Wednesday, September 2, 2009
Simple Fennel Salad
Fennel was a vegetable I was alway afraid of. I mean, look at it! It has this big white bulb on the bottom and these light and fluffy tufts of green on top. How would one prepare such a unique vegetable?
As someone who loves black licorice, I was excited to try this vegetable because I heard it was also known as "Sweet Anise." But as I learned from Howard Yoon at NPR, "Anise is a pungent pint-sized herb, while 'sweet anise' — or fennel — is a hearty vegetable with a thick, bulbous base and celery-like stems that grow upward to 5 feet tall. It has a sweeter, more delicate flavor than anise."
However, if you love that thick Anise flavor, save the fronds/ferns that grow at the top of the plant. Yoon explains, "Though all parts of the Florence fennel are edible, the stalks tend to be fibrous, like celery, while the fronds can have an anise intensity that might turn off some people. The thick white leaves of the base offer the most versatile use. When cooked, the leaves become supple, the same way onions lose their firmness, and retain only a faint hint of anise."

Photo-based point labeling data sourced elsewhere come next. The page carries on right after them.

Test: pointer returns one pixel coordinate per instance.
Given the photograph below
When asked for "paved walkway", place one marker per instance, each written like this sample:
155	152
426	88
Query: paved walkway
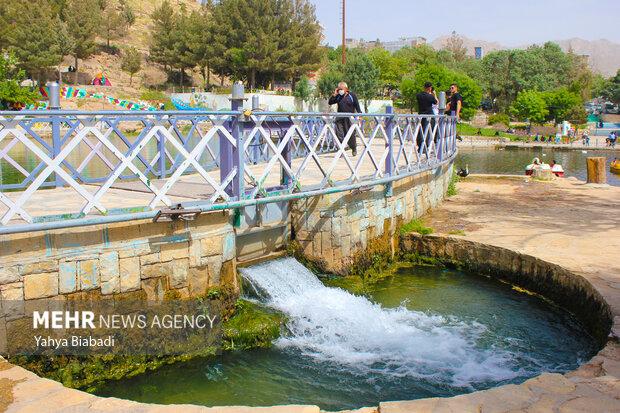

I began first with roasting as this is how I try a number of vegetables for the first time because of the ease of preparation and the carmelization of the sugars in the vegetable. However, I had another teacher share with me her love of raw fennel and I had to try it. Now every chance I have to score some fennel, I make this salad.
Simple Fennel Salad.
1 Fennel bulb with ferns still attached
Unfiltered olive oil (or your favorite olive oil)
Fresh ground black pepper
Wash the bulb thouroughly and remove the stalks with the ferns. Set aside for use later. Slice the bulb into rings and place on your plate. Drizzle oil and sprinkle black pepper to taste. Add fern tufts for color and added flavor profile. This last part is optional depending on how much you love Anise. Yum!
One cup of sliced fennel has only 27 calories, 2.7 grams of fiber and 1 gram of protein.